What set up do you use?


----------



## Precarious (Dec 7, 2016)

spider_creations said:


> What set up do you use?


My favorite setup to use is "a guy walks into a bar..."

Or did you mean for photography?

Canon 5D SR
Canon EF 100mm 1:2.8 L IS USM
Canon MP-E 65mm
Canon Macro Twin Lite MT-24EX (with homemade diffuser)


----------



## spider_creations (Dec 7, 2016)

Precarious said:


> My favorite setup to use is "a guy walks into a bar..."
> 
> Or did you mean for photography?
> 
> ...


Haha, thanks


----------



## CosbyArt (Dec 7, 2016)

@Precarious I received your photo submission in email, and already species labelled too - so thanks.


----------



## CosbyArt (Dec 15, 2016)

*Update* - The calendar is finished, double checking everything for errors and such, and getting final verification before final submission. It will uploaded to Zazzle, SnapFish, and RedBubble printing services soon, likely early next week and links will be given then to purchase.  

Here is a preview of the calendar from Zazzle...


----------



## papilio_ (Dec 15, 2016)

YAY!!!    &lt;clap&gt;  Nicely done Thomas!!!


----------



## CosbyArt (Dec 15, 2016)

papilio_ said:


> YAY!!!    &lt;clap&gt;  Nicely done Thomas!!!


Thanks!  It was easy with such great photos. Speaking of which notice January?  

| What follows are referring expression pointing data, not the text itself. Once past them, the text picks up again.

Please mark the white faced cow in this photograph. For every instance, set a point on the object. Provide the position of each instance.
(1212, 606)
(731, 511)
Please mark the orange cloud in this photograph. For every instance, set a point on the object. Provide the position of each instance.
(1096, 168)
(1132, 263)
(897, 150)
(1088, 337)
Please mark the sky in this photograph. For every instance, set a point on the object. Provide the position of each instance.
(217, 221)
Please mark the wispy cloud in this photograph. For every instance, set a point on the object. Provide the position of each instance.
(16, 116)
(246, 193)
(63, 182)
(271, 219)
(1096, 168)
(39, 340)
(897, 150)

I was hoping to have it done a bit sooner but the flu got me bad this year (and lead to bronchitis). It started on the 6th and I'm now just starting to feel about 70% like my usual self.  I'm grateful though I did not get sick like my co-worker - he has been since a few days before Thanksgiving.


----------



## papilio_ (Dec 15, 2016)

Still plenty of time, I hope you didn't feel too rushed.   

Yeah, thanks!  Nice way to start off the new year.


----------



## CosbyArt (Dec 16, 2016)

papilio_ said:


> Still plenty of time, I hope you didn't feel too rushed.
> 
> Yeah, thanks!  Nice way to start off the new year.

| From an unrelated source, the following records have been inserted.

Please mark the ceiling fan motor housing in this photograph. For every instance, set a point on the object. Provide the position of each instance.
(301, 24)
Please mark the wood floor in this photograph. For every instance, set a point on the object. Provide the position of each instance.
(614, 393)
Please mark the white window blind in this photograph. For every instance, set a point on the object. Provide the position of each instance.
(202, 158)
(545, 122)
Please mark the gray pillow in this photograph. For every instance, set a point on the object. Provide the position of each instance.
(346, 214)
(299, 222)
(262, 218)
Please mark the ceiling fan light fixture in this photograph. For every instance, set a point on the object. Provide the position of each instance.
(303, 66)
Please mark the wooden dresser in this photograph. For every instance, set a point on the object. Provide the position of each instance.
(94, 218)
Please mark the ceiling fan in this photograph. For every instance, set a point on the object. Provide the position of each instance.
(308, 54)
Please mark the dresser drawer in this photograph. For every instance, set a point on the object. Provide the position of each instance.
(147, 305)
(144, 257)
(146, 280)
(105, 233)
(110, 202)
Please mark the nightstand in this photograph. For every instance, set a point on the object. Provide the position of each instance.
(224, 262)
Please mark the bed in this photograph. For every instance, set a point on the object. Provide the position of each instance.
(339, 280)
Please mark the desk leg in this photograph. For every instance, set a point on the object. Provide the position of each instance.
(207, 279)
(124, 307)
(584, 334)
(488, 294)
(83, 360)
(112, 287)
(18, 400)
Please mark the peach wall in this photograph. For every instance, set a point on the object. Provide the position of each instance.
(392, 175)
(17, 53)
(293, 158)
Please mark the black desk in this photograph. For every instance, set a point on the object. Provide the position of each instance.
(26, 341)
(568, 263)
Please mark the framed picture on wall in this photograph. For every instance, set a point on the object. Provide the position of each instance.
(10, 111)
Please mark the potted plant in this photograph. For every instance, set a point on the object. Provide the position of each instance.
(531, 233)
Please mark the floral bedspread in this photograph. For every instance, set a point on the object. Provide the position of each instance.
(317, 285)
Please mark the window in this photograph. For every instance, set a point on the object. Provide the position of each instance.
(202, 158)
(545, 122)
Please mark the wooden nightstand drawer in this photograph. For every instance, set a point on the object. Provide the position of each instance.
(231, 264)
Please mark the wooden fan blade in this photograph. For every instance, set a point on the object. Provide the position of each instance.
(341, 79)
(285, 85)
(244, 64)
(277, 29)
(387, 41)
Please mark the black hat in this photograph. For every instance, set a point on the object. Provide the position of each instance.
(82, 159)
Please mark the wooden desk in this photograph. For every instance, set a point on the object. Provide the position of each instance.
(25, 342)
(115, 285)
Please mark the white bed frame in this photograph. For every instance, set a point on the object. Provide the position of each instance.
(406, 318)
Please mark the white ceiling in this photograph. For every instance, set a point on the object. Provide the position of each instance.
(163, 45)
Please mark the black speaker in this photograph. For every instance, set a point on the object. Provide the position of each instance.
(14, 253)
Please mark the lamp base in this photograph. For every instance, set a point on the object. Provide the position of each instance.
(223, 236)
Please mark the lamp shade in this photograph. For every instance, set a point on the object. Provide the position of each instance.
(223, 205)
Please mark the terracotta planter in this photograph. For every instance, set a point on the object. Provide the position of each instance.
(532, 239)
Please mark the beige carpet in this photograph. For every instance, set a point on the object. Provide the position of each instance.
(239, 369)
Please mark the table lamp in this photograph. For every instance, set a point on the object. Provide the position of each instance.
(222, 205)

No rush, my university projects cured me of that lol. I was hoping to spend time on a more creative calendar version (perhaps a alternative) but with that off my list it was no problem.  

Thank you, I figured a full photo was the best way to start.


----------



## papilio_ (Dec 16, 2016)




----------



## Sticky (Dec 16, 2016)

Beautiful work! Yay!


----------



## CosbyArt (Dec 16, 2016)

Sticky said:


> Beautiful work! Yay!


Glad you like it, hopefully it looks even better on your wall as a calendar.


----------